Le nostre trasmissioni infatti iniziano mezz’ora prima, alle 8:25 con la rubrica “Un libro al giorno”, prodotta e curata dal Centro Nazionale del Libro Parlato “Francesco Fratta” (della durata di cinque minuti), in onda dal lunedì al venerdì nei seguenti orari: 8.25, 14.50, 19.50 e al termine della programmazione serale.

Dopo “Un libro al giorno”, di mattina, potrete ascoltare l’Oroscopo e a partire dalle ore 8.30 Almanaccando, la rubrica sui fatti del giorno a ritroso nel tempo, a seguire il Meteo.

Dalle 9.00 alle 10:30 l’appuntamento è con Spotlight: notizie di attualità, politica, cultura e sport nonché approfondimenti a cura di ospiti del mondo del giornalismo.

In particolare lunedì 11 marzo sarà con noi Maurizio Compagnoni, uno dei telecronisti di punta del campionato di Serie A per Sky Sport, mentre martedì 12 ospiteremo telefonicamente il direttore di Rai Radio3 Marino Sinibaldi che ci illustrerà “Come Libri”, la rassegna editoriale in programma all’Auditorium di Roma nel prossimo fine settimana.

Lunedì 11 marzo alle 10:30 inoltre potrete ascoltare la nuova puntata di Slash Sport News, la nostra striscia settimanale, della durata di mezz’ora, che si occuperà di tutte le discipline sportive praticate da ciechi e ipovedenti con risultati, classifiche, approfondimenti e interviste ai protagonisti. Questa settimana fari puntati su Baseball, Showdown, Judo, Torball e Calcio a 5. Invitiamo le ascoltatrici e gli ascoltatori a partecipare segnalando eventi, storie e competizioni da trattare in trasmissione.

È rimasto invariato il doppio appuntamento con UiciCom, nei giorni di mercoledì 13 marzo, con inizio alle 10.30, per ciò che concerne le notizie, le attività e gli eventi del territorio e della Presidenza Nazionale, e di Venerdì 15 marzo, sempre alle 10.30, per il tour di presentazione di tutte le sezioni Provinciali, Intercomunali e dei Consigli Regionali dell’Unione Italiana dei Ciechi e degli Ipovedenti ONLUS-APS.

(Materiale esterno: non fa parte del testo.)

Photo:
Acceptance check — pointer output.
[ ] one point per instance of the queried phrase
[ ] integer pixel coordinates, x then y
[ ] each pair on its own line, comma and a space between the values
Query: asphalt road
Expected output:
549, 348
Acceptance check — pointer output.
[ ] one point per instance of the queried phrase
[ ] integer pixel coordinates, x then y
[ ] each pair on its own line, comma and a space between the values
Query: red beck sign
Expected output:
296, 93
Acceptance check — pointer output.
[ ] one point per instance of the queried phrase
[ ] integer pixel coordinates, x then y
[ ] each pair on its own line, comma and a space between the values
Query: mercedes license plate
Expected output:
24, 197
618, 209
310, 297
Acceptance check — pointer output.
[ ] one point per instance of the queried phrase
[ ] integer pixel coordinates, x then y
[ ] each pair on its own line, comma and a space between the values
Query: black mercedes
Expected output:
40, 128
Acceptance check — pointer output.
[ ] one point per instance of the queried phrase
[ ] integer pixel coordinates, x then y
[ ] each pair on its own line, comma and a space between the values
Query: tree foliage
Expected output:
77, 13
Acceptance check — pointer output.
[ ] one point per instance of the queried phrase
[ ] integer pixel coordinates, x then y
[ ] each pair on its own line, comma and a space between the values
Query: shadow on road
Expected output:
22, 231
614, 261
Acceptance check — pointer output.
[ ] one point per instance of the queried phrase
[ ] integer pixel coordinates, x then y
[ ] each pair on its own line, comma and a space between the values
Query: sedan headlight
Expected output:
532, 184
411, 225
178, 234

Slashbox vi terrà compagnia nei pomeriggi di martedì 12, mercoledì 13 e giovedì 14 marzo dalle 16.00 alle 18.30 con la seguente programmazione:

Martedì 12 marzo:

In apertura con la giornalista e scrittrice Giulia Blasi torneremo ad affrontare l’argomento della Giornata Internazionale della Donna con particolare riferimento alle manifestazioni andate in scena venerdì scorso in numerose piazze italiane;

riaccoglieremo ai nostri microfoni Sabrina Papa, prima pilota cieca nel nostro paese: sulla sua storia la regista Julia Pietrangeli ha girato il documentario “chiudi gli occhi e vola”;

sempre in tema cinematografico l’incontro con l’attore Paolo Sassanelli che ci  racconterà della sua carriera e dell’esperienza diretta con il mondo della disabilità visiva;

infine la scrittrice Gigliola Alvisi ci parlerà del suo libro “Una Rivoluzione di Carta” (edizioni Piemme) .

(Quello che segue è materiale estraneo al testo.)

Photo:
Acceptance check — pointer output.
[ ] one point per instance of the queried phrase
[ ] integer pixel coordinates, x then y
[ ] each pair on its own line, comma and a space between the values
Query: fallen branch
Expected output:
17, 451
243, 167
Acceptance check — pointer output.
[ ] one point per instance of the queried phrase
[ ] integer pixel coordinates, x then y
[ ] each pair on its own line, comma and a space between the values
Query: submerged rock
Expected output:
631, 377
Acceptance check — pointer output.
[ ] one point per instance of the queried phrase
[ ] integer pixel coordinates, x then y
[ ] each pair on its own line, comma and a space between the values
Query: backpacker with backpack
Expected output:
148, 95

sinossi: Tra le macerie si rincorrono voci stupite: “La guerra è finita!”, “Hanno firmato la pace!”. Il giovane Fridolin è incredulo. Dopo aver a lungo atteso questo momento, non sa che farsene di tanta felicità. Tutto però cambia quando incontra Jella Lepman, che veste la Divisa Verde e sogna di ricostruire il futuro di un Paese sconfitto a partire dall’infanzia. Per questo scrive ai governi del Mondo Libero chiedendo di donarle i loro albi illustrati con l’idea di farne una mostra itinerante per ragazzi. E Fridolin, coinvolto nell’impresa in prima persona, imparerà che la pace ricomincia proprio con i libri, dentro a una silenziosa rivoluzione di carta. Quella di Jella Lepman è una storia vera. A lei si devono la creazione della Biblioteca per l’Infanzia più grande del mondo e la nascita di IBBY, associazione attiva nel promuovere la lettura tra i ragazzi a livello internazionale. Questo libro rende omaggio alla sua opera instancabile a favore di una cultura a misura di bambino.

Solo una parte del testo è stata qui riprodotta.